Le patron de l'UMP a été moins indulgent pour Martin Hirsch, déclarant qu'il n'y avait "aucune surprise" dans son geste.

L'ancienne secrétaire d'Etat à l'Ecologie et ex-ministre des Sports Chantal Jouanno a créé une mini-polémique en déclarant, à l'adresse de Fadela Amara et Martin Hirsch, qu'elle avait eu des "oppositions violentes" avec Nicolas Sarkozy sur des sujets comme la taxe carbone mais qu'elle appelait néanmoins à voter pour le président sortant.

Aujourd'hui sénatrice UMP de Paris, elle a aussi indiqué au quotidien 20 minutes qu'elle avait été "traînée dans la boue" par le chef de l'Etat. Elle a publié par la suite un communiqué pour déclarer que ses propos "sont depuis hier soir outrageusement détournés".

"Je tiens à réaffirmer mon soutien le plus total et ma fidélité la plus sincère à Nicolas Sarkozy, a-t-elle dit.

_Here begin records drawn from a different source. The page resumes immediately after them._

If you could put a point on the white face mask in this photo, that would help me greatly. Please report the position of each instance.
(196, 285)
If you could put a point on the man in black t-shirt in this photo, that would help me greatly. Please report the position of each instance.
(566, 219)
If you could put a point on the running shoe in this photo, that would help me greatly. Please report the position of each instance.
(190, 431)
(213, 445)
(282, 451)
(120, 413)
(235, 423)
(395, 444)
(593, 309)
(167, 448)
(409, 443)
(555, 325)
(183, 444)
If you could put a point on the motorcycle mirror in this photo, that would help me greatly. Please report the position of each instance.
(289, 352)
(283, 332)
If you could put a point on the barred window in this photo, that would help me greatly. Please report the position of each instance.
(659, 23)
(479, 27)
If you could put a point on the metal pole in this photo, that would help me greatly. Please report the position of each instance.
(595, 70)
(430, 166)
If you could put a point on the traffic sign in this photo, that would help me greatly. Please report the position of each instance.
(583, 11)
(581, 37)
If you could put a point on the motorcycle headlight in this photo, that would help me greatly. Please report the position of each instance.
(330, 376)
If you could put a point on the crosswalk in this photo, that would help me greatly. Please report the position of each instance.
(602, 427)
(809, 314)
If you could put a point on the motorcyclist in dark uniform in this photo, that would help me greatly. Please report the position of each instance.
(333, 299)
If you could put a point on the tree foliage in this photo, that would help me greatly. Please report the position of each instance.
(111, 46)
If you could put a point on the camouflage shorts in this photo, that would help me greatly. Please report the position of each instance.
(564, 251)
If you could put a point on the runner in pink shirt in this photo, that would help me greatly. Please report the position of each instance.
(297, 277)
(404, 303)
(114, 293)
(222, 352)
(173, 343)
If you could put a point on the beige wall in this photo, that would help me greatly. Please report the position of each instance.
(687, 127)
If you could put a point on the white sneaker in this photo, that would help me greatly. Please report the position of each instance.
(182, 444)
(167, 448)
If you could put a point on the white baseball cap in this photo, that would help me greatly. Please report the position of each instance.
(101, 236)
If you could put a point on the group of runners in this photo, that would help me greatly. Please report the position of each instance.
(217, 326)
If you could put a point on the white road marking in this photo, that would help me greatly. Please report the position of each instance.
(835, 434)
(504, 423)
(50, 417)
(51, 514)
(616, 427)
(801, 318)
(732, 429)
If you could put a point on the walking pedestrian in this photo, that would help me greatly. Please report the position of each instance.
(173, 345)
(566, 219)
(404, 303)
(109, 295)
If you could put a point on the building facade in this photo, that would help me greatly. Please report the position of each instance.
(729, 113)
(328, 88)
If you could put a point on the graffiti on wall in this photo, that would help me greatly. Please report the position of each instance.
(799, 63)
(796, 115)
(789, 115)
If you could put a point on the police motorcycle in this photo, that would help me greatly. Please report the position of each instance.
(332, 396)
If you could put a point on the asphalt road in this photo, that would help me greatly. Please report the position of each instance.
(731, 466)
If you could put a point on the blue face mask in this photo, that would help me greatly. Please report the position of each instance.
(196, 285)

Le ministre de l'Industrie Eric Besson, le plus célèbre des "transfuges" de 2007, quand il avait rejoint Nicolas Sarkozy en provenance du Parti socialiste, s'est exprimé aussi sur Twitter pour déclarer qu'il n'avait "rien à dire sur les ex-ministres d'ouverture qui appellent à voter François Hollande".

"Chacun fait ce qu'il croit devoir faire", a-t-il dit, avant d'indiquer qu'il ne regrettait pas son choix : "En 2007, j'ai considéré que Nicolas Sarkozy était le mieux préparé. Je persiste et signe en 2012 !".